Unfortunately, amputees cannot benefit from this sense of touch. This makes their lives much more complicated. Given the fact that the control of their new limbs is far from perfect, and that the difference in force needed in the above example is significant and can result in damage, they must act with care every moment of their lives. Some things, such as holding a young child, can sometimes simply be beyond them.
Enter the combined Swiss-Italian research team led by neuro-engineer Silvestro Micera of Switzerland's Ecole Polytechnique Federale de Lausanne. Previous pilot programs in Europe and the US have been able to give patients who are test-driving the prototypes a sense of touch. However, this new research, Restoring Natural Sensory Feedback in Real-Time Bidirectional Hand Prostheses, published in Science Translational Medicine, takes technology even further. As the Sydney Morning Herald reported, the test subject of the new technology was “not only could tell differences in the shape and hardness of objects, he also could quickly react and adjust his grip.” This ability to react and adjust is key, allowing amputees to use their new limbs as if they were their original appendages. Micera noted that, even with this primitive prototype, "[The test subject] was able to use this information immediately in a quite sophisticated way."
Key to this new technology is the implanting of nerve sensors into the nerve endings in the amputated limbs. This innovative adaptation allows for direct motor control and sensory feedback. Scientific innovation of this sort is the result of not only the individual scientists and engineers working on the project and experimenting with different approaches, but also building upon the innovations of generations of scientists that have come before them.

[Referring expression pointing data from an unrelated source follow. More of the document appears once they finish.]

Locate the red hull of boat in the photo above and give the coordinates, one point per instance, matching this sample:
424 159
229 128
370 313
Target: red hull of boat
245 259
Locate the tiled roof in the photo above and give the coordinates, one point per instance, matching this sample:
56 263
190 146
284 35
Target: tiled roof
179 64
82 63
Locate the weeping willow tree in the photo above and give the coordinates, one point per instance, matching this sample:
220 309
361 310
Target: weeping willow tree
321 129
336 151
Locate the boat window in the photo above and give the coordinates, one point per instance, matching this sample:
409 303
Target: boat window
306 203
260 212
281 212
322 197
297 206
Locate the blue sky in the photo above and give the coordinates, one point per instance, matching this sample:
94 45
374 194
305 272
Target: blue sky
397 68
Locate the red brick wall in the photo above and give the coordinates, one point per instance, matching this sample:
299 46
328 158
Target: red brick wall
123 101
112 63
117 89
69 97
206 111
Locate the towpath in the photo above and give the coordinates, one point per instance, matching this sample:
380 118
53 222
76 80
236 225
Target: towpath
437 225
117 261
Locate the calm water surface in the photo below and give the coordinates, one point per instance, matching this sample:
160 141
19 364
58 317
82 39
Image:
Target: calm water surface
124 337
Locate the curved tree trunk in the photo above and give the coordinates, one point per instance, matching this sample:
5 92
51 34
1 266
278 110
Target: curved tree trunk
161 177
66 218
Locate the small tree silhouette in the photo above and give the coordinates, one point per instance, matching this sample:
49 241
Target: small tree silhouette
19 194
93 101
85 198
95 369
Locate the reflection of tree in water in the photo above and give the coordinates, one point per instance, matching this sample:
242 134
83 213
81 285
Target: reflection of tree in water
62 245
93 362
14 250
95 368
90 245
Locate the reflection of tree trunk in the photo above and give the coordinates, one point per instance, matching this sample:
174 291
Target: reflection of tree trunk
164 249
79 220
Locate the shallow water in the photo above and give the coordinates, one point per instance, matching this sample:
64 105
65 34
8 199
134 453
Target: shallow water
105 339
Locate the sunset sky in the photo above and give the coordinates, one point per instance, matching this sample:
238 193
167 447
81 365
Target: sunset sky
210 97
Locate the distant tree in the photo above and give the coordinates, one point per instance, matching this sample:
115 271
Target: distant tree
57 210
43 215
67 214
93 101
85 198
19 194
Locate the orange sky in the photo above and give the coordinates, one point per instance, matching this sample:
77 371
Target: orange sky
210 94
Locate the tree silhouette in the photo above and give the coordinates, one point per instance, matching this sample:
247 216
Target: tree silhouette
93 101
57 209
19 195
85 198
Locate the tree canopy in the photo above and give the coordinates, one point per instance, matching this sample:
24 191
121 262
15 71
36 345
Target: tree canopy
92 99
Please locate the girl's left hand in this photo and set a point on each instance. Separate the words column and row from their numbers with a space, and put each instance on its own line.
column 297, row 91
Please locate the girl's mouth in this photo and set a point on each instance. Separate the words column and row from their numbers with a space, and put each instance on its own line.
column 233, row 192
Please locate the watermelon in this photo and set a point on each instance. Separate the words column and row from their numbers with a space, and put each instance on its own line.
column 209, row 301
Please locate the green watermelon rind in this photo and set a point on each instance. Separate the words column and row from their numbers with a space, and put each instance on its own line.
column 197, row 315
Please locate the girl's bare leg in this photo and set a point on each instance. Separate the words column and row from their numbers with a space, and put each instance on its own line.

The creativity has to be seen, as Sterberg et al argue, not as the invention of a new thing, but rather as the improvement and application of existing things in a new way.
Dennis Sorensen of Denmark, the test subject of the new technology, raved about the results. "It was just amazing," he said. "It was the closest I have had to feeling like a normal hand." Sorensen is also very excited about moving past the primitive nature of current prosthetics. "You always have to look and see what's going on, so that's what is so much different from this new hand that I tried," said Sorensen, alluding to difficulties including dropped plates and crushed objects.
Noted scientists praised the joint venture as “an important step.” Biomedical engineer Dustin Tyler, leader of a similar research project in Ohio, commended the work, noting that “it is really putting the brain back in control of the system.” University of Pittsburgh neurobiologist Andrew Schwartz noted the simplicity of the project, adding that "It shows with a few sensors and some pretty elementary technology, they can recover a fair amount of functionality."
While mass production, or even a portable version, of this technology is still years away from development, the clear advance in this technology is worthy of commendation. The best thing is that, for the millions of amputees around the world, this means that soon they will be able to live their lives more like those with healthy limbs. For the nerds among us, it’s even more exciting – the reality is that Star Wars is that much closer.